“Write what you know” is a piece of advice that just about every aspiring writer has heard. At first glance, it sounds really wise and profound. Until we try to apply it. If we adhered to this maxim, very little would get written that would be worth reading. Because, when we get right down to it, we don’t know very much.
A much better way to put it is to know what you write, but even this doesn’t go far enough.
What I’ve learned over my writing career is to write what I’m passionate about. Write what I’m curious about.
My dream job since I was a kid was to be a professional baseball player. What’s yours? Write a novel or short story where your main character has that dream job or where it’s the job they want but can’t get.
We can incorporate items from our bucket lists into our stories.
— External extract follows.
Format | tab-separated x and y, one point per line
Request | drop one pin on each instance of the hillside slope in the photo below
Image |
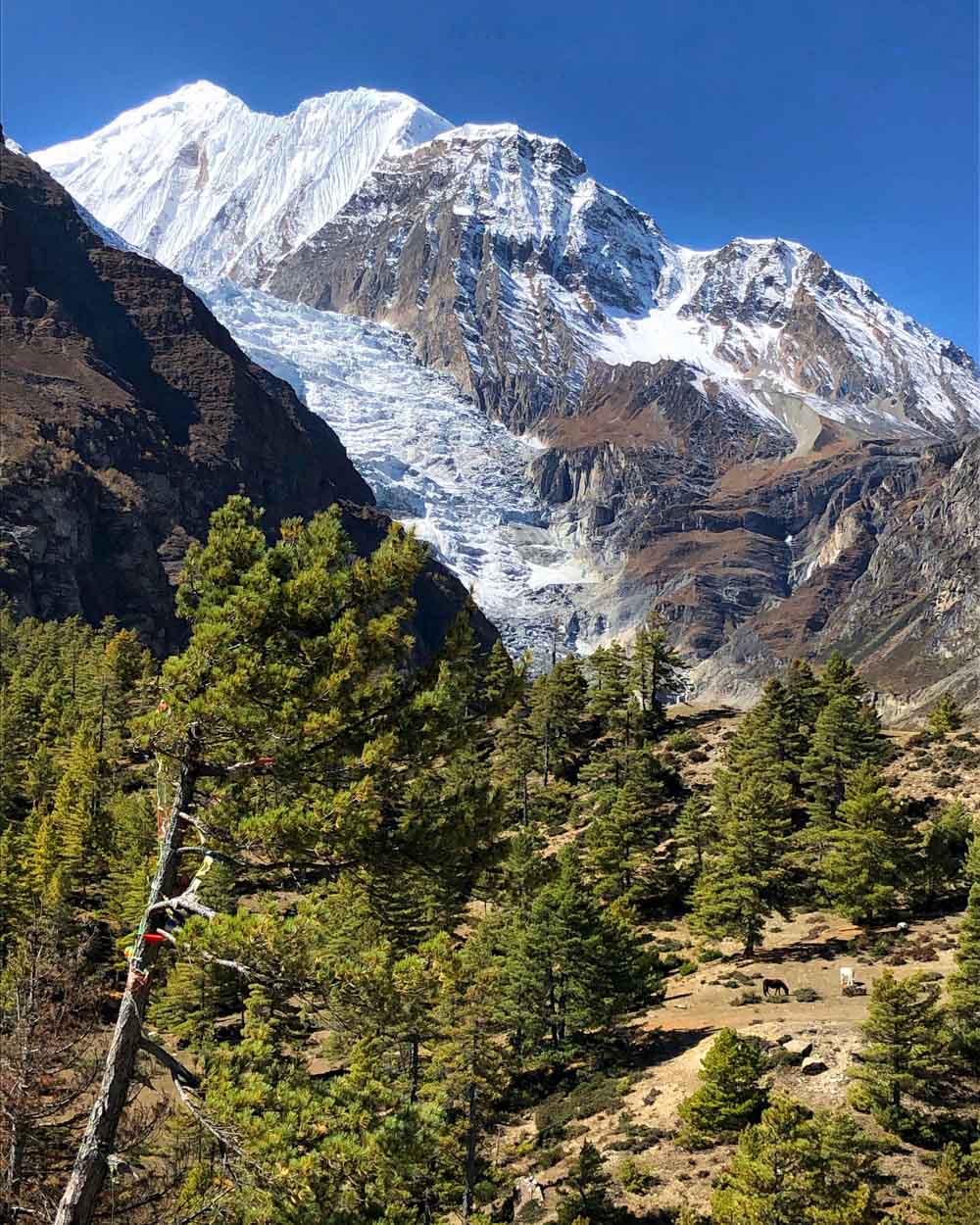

Maybe it’s something our heroine has never done before, but now she must if she is to save the day. Or it could be a skill she already possesses, but she is reluctant to use it. Why? That’s a plot line worth exploring.
My bucket list includes skiing and scuba diving. I’ve never done either. Yet. If I give them to my main character, I’ll have to learn more about it.
Skydiving, rock climbing, and mountain climbing are other possibilities.
Is there a part of the world you find fascinating? When we set our stories in such places, we need to learn about them to make the story world realistic and believable.
All this requires research. A lot of the information is available on line and in books. Go beyond this. Talk to experts and to people who have done it. Do some walking research—visit the site or take a class. In one of my yet-to-be published works, my characters use a bow and arrow. I took classes. I not only wanted to get it right in my book, I wanted to experience the emotion of actually doing it.
What are you passionate about but have hesitated to write about?